Residents and smaller businesses will not be the only people to save money if the natural gas tax is eliminated. The farming and agricultural industry will reap a significant amount in savings, which makes Gov. Pat Quinn’s decision to abolish the natural gas tax practical.
During his budget address, Quinn mentioned how his plan to get rid of the natural gas tax would help families using gas to heat their homes and businesses that use it to manufacture products. This is a tax that he previously said was “unnecessary.”
Illinois is one of the nation’s manufacturing leaders relying on a great deal of natural gas to produce many products, especially agricultural commodities.
“Natural gas is the number one fuel for drying corn. Some year’s corn drying costs are a significant portion of the total costs for corn production,” said Mike Doherty, senior economist and policy analyst for the Illinois Farm Bureau.
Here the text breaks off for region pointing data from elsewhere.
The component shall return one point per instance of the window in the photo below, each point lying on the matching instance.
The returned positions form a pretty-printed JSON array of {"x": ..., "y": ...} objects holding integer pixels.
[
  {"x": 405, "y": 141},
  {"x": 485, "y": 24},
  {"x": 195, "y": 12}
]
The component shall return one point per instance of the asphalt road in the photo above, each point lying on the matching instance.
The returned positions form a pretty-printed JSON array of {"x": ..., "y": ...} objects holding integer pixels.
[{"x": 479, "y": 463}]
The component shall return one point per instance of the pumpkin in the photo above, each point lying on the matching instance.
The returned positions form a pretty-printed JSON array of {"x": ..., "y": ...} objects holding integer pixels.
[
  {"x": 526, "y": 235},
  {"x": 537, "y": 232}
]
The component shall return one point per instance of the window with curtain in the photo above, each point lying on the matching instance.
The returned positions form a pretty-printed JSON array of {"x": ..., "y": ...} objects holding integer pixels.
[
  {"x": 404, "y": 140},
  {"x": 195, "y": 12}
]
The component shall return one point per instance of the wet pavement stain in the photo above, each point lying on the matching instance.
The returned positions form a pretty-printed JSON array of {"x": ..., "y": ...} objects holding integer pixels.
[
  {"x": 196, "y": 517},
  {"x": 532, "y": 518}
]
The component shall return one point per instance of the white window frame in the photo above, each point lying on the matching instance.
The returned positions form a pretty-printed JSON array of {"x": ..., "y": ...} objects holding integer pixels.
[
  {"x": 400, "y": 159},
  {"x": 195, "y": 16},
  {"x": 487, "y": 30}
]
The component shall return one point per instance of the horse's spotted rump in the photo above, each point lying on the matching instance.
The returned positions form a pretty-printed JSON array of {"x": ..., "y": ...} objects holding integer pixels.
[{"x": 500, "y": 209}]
Marketing of Illinois’ agricultural commodities generates more than $9 billion annually. Corn accounts for nearly 40 percent of that total, according to the Illinois Department of Agriculture.
Mark Denzler, vice president of the Illinois Manufacturers’ Association said that natural gas is also used to dry grain when pulled from the field.
Energy costs are a huge part of the expenses needed to grow crops, produce chemicals, fuel as well as machinery used and or sold in Illinois, said Denzler. These facts alone have farmers and farming advocacy groups on board with the elimination of the natural gas tax.
It was reported this month by the farmer-owned cooperative Grow Mark, headquartered in Bloomington, Illinois, that the natural gas tax can cost a corn elevator company over $11,000 in a single year.
“The benefits that the agricultural manufacturing companies will gain will possibly be in the millions,” said Denzler.
Illinois is the leading producer of corn, soybeans and swine. The ideal climate and varied soil type enables Illinois farmers to raise more than nine other agricultural commodities as well as specialty crops, according to the Illinois Department of Agriculture.
“Corn is the number one crop in Illinois and much of the Midwest. It is also the largest crop grown in the US,” said Doherty. “Corn has been termed a ‘nitrogen conversion machine’ by some agronomists. The basic raw material for the production of nitrogen fertilizer is natural gas.”
“Natural gas is a significant source of energy used in the production of fertilizer…therefore the cost of fertilizer used by farmers is impacted by natural gas costs,” said Chris Magnuson, executive director of operations, news and communications for the Illinois Farm Bureau.
“It is safe to say that the production of the number one crop for Illinois is converted by using natural gas,” said Doherty.
The elimination of the natural gas tax would be beneficial in those years in which corn is harvested at high moisture rates, meaning the elevator for producing corn and or grain will not have to worry about the extra tax on gas for drying a moist harvest, Doherty said.